Langfuse Launch Week #2

A week dedicated to unlocking model capabilities and integrating Langfuse into your development loop

Clemens

We are excited to announce Langfuse Launch Week #2!

Starting on Monday, November 18th, 2024, we’ll unveil a major upgrade to the Langfuse platform every day until Friday. We’re topping it off with a Product Hunt launch on Friday and a Virtual Town Hall on Wednesday.

Star us on GitHub and follow us on Twitter for daily updates.

Want to see what we have launched in LW1 back in April to get a taste of what’s coming? Check out the blog post.

Launch Week Focus

Langfuse Launch Week #2 Theme - Supporting the next generation of models and Langfuse in the development loop

This week, we’re focusing on supporting the next generation of models. As AI models evolve Langfuse is evolving too. We’re integrating Langfuse deeply into your development loop with end-to-end prompt engineering workflow tooling tailored for product development teams. Stay tuned for the exciting updates ahead!

🚀 Day 0: Prompt Management for Vercel AI SDK

import { generateText } from "ai";
import { Langfuse } from "langfuse";
 
const langfuse = new Langfuse();
 
// fetch prompt from Langfuse Prompt Management
const fetchedPrompt = await langfuse.getPrompt("my-prompt");
 
const result = await generateText({
  model: openai("gpt-4o"),
  prompt: fetchedPrompt.prompt, // use prompt
  experimental_telemetry: {
    isEnabled: true, // enable tracing
    metadata: {
      langfusePrompt: fetchedPrompt.toJSON(), // link trace to prompt version
    },
  },
});

Langfuse Prompt Management now integrates natively with the Vercel AI SDK. Version and release prompts in Langfuse, use them via Vercel AI SDK, monitor metrics in Langfuse.
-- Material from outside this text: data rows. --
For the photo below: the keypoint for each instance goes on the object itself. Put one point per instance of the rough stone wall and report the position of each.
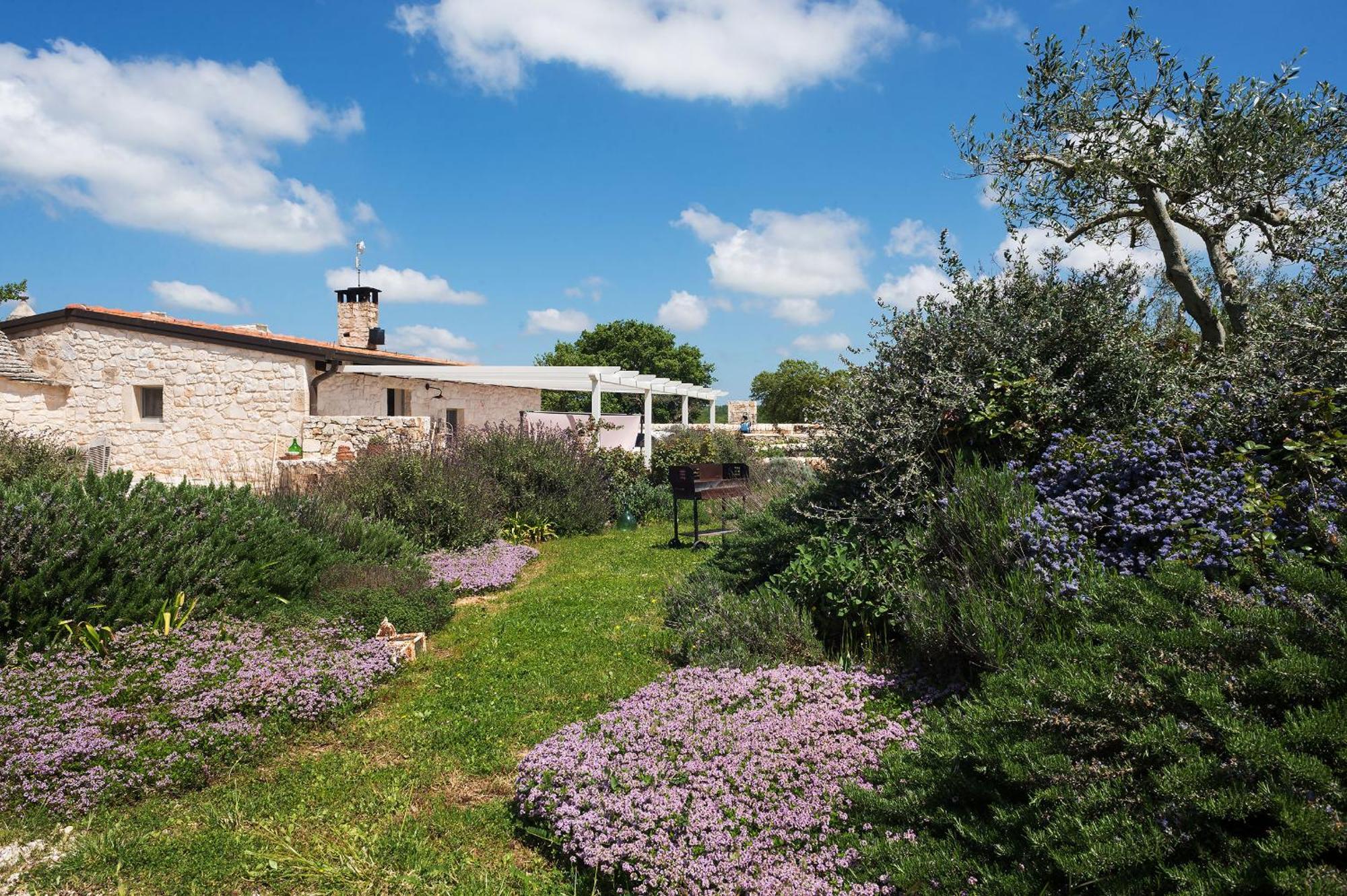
(227, 412)
(740, 409)
(355, 320)
(230, 413)
(364, 396)
(323, 435)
This helps you answer questions like:

Which prompt version caused a particular bug?
What is the average latency and cost impact of a prompt version?
Which prompt version is the most used?

See the changelog for more details.

🆚 Day 1: Dataset Experiment Run Comparison View

Langfuse Datasets now features a powerful comparison view for dataset experiment runs. This new interface allows both technical and non-technical users to analyze multiple experiment runs side by side. Compare your application’s performance across different test dataset experiment runs, examine metrics like latency and cost, and dive deep into individual dataset items. Use it to accelerate your testing of different prompts, models, or application configurations.

See the changelog for more details.

⚖️ Day 2: LLM-as-a-judge for Dataset Experiments

Langfuse now brings managed LLM-as-a-judge evaluators to dataset experiments. Assign evaluators to your datasets and they will automatically run on new experiment runs, scoring your outputs based on your evaluation criteria. You can use any LLM that supports tool/function calling (OpenAI, Azure OpenAI, Anthropic, AWS Bedrock) and choose from built-in templates for criteria like hallucination, helpfulness, relevance, toxicity, and more. Unlike previous evaluators that were limited to production runs, these new evaluators can access your dataset’s ground truth (expected_output) for reliable offline evaluation - helping teams catch issues before they reach production.

See the changelog for more details or watch the video above for a walkthrough.

Langfuse now supports multi-modal traces including images, audio files, and attachments, enabling you to observe and debug multi-modal LLM applications end-to-end. Base64 encoded media is automatically handled by the SDKs across all integrations and SDKs, with no additional configuration required. You can also upload custom attachments or reference external media, with support for common formats like images (png, jpg, webp), audio files (mpeg, mp3, wav), and other attachments (pdf, plain text).

See the changelog for more details or watch the video above for a walkthrough.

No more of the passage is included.